In 2016 and 2017, in central Italy, the team installed motion detectors on dogs, cows, and sheep. They thus established a baseline level of animal activity and set a threshold indicating excessive behavior: an increase in movement of 140% or more relative to the baseline level for a period lasting more than 45 minutes.

They found that in 9 earthquakes of magnitude 4 or above, these animals became restless and agitated in advance 8 times, including the 6.6 magnitude earthquake in Norcia in 2016.

Moreover, there were no false alarms; when the animals did not exhibit excessive behavior, no earthquakes occurred. They also found that the closer the animals were to the epicenter, the more their seemingly panicked behavior (like an alarm) would appear earlier.

Wikelski has a hypothesis about this phenomenon: "My view on the whole thing is that the cause may be something in the air. The only thing I can think of is ionized (charged) particles in the air."Electromagnetism is not a strange theory. During or prior to multiple earthquakes, including the 2008 Wenchuan earthquake in China, the 2009 L'Aquila earthquake in Italy, the 2017 Mexico City earthquake, and even the September 2023 earthquake in Morocco, similar aurora-like earthquake lights have been observed.

Scientists at NASA's Ames Research Center, such as Friedemann Freund, have been studying these lights for decades and attribute them to charges activated by fault movement in certain rocks, such as gabbro and basalt. It's like rubbing socks on a carpet, which "releases" electrons (static electricity).

Some researchers propose different mechanisms, while others do not believe that earthquake lights have any connection with earthquakes.

Unfortunately, measuring the electromagnetic fields of the crust or surface is not easy. We do not have instruments that can sample electromagnetic fields over large areas. If we do not know in advance where the earthquake will occur, sampling is difficult or even impossible because we do not know where to install the instruments.

Currently, the most effective method for measuring the underground magnetic field is to set up probes in places with continuous groundwater flow. Scientists have done some work, such as looking for electromagnetic and ionospheric disturbances caused by earthquakes and pre-earthquake activities in satellite data, but the research is still in a very early stage.Some of the biggest paradigm shifts in the scientific community began without any understanding of the underlying mechanisms.

For example, the German geologist Alfred Wegener proposed the theory of continental drift in 1912, which is a fundamental phenomenon at the core of plate tectonics.

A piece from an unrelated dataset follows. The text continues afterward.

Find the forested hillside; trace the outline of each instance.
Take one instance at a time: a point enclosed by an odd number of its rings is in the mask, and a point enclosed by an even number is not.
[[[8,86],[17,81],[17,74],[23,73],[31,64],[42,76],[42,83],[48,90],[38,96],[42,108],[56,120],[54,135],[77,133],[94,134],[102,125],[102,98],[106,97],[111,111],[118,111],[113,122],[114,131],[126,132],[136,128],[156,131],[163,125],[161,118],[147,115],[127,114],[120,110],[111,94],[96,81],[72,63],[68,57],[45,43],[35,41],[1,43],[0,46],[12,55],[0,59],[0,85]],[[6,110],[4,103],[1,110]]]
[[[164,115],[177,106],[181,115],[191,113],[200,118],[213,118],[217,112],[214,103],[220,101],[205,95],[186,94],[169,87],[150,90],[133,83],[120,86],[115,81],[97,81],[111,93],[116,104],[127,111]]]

His theory was primarily based on the observation that the coastlines of Africa and South America matched, as if they could be pieced together like a jigsaw puzzle. However, it was met with much controversy.

His discovery lacked the crucial elements required by the modern scientific spirit. It wasn't until the 1960s, after evidence of the creation and destruction of the Earth's crust was discovered, that the theory of plate tectonics formally emerged, and the mechanism behind this phenomenon was eventually understood.

In the years from the proposal of the viewpoint to its confirmation, more and more people began to look at the issue from different perspectives. A paradigm shift occurred, and Wegener set the wheels of change in motion.Perhaps the same change has also occurred in earthquake prediction. It may take us several decades to look back on this period of earthquake research with certainty and understand its role in advancing the field.

However, Johnson and others are hopeful. He said, "I do believe this could be the beginning of something, like the plate tectonics revolution, and we might see something similar."